Compiled resources are core, internal components of the extraction engine.
These resources include a general dictionary containing a list of base forms with a part-of-speech
code (noun, verb, adjective, adverb, participle, coordinator, determiner, or preposition). The
resources also include reserved, built-in types used to assign many extracted terms to the following
types, <Location>
, <Organization>
, or
<Person>
.
In addition to those compiled resources, several libraries are delivered with the product and can be used to complement the types and concept definitions in the compiled resources, as well as to offer other types and synonyms. These libraries—and any custom ones you create—are made up of several dictionaries. These include type dictionaries, substitution dictionaries (synonyms and optional elements), and exclude dictionaries.
After the data is imported and converted, the extraction engine will begin
identifying candidate terms for extraction. Candidate terms are words or groups of words that are
used to identify concepts in the text. During the processing of the text, single words
(uni-terms) that are not in the compiled resources are considered as candidate term
extractions. Candidate compound words (multi-terms) are identified using part-of-speech
pattern extractors. For example, the multi-term sports car
, which follows the
adjective noun part-of-speech pattern, has two components. The multi-term fast
sports car
, which follows the adjective adjective noun part-of-speech pattern,
has three components.
Finally, a special algorithm is used to handle uppercase letter strings, such as job titles, so that these special patterns can be extracted.

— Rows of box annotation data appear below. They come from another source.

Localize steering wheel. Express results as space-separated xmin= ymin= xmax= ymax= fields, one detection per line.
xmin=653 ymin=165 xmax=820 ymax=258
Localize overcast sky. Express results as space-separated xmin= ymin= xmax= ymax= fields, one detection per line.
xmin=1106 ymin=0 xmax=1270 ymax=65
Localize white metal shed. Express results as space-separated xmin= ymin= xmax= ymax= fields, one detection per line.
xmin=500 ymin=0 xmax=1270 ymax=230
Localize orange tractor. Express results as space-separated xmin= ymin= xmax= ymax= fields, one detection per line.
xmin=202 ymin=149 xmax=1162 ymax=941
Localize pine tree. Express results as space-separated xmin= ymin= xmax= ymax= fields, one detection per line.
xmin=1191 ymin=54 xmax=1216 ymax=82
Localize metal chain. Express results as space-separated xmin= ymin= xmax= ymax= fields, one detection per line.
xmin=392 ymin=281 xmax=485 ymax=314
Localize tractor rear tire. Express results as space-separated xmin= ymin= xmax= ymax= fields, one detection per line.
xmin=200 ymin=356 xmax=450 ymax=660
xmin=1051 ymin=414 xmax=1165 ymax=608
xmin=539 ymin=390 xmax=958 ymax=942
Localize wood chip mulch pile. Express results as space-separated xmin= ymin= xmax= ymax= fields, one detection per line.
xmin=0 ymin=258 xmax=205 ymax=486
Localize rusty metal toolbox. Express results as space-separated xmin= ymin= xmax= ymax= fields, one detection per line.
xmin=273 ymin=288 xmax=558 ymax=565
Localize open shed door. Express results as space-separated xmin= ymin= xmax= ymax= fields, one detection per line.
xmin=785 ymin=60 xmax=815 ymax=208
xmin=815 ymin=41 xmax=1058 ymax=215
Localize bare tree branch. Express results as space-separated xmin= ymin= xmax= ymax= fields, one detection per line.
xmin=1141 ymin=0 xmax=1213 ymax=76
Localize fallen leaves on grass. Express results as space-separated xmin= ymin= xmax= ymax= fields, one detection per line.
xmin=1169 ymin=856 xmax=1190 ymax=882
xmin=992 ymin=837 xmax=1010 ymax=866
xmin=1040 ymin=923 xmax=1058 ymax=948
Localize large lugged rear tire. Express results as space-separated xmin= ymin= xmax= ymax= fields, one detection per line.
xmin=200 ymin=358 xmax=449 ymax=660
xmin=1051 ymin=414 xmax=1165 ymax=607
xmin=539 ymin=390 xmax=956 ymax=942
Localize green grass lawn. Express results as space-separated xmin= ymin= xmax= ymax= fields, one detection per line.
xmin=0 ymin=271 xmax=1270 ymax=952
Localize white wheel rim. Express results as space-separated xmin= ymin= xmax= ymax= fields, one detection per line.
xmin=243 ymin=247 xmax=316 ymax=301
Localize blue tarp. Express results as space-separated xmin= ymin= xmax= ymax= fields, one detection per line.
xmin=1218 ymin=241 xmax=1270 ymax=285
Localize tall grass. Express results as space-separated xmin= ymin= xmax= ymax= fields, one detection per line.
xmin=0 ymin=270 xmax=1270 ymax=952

Step 3. Identifying equivalence classes and integration of synonyms
After candidate uni-terms and multi-terms are identified, the software uses a
set of algorithms to compare them and identify equivalence classes. An equivalence class is a base
form of a phrase or a single form of two variants of the same phrase. The purpose of assigning
phrases to equivalence classes is to ensure that, for example, president of the
company
and company president
are not treated as separate concepts. To
determine which concept to use for the equivalence class—that is, whether president of the
company
or company president
is used as the lead term, the extraction
engine applies the following rules in the order listed:
- The user-specified form in a library.
- The most frequent form in the full body of text.
- The shortest form in the full body of text (which usually corresponds to the base form).
Step 4. Assigning type
Next, types are assigned to extracted concepts. A type is a semantic grouping of concepts. Both compiled resources and the libraries are used in this step. Types include such things as higher-level concepts, positive and negative words, first names, places, organizations, and more. Additional types can be defined by the user.
Step 5. Indexing
The entire set of records or documents is indexed by establishing a pointer between a text position and the representative term for each equivalence class. This assumes that all of the inflected form instances of a candidate concept are indexed as a candidate base form. The global frequency is calculated for each base form.
Step 6. Matching patterns and events extraction
Text Analytics can discover not only types and concepts but also relationships among them. Several algorithms and libraries are available with this tool and provide the ability to extract relationship patterns between types and concepts. They are particularly useful when attempting to discover specific opinions (for example, product reactions) or the relational links between people or objects (for example, links between political groups or genomes).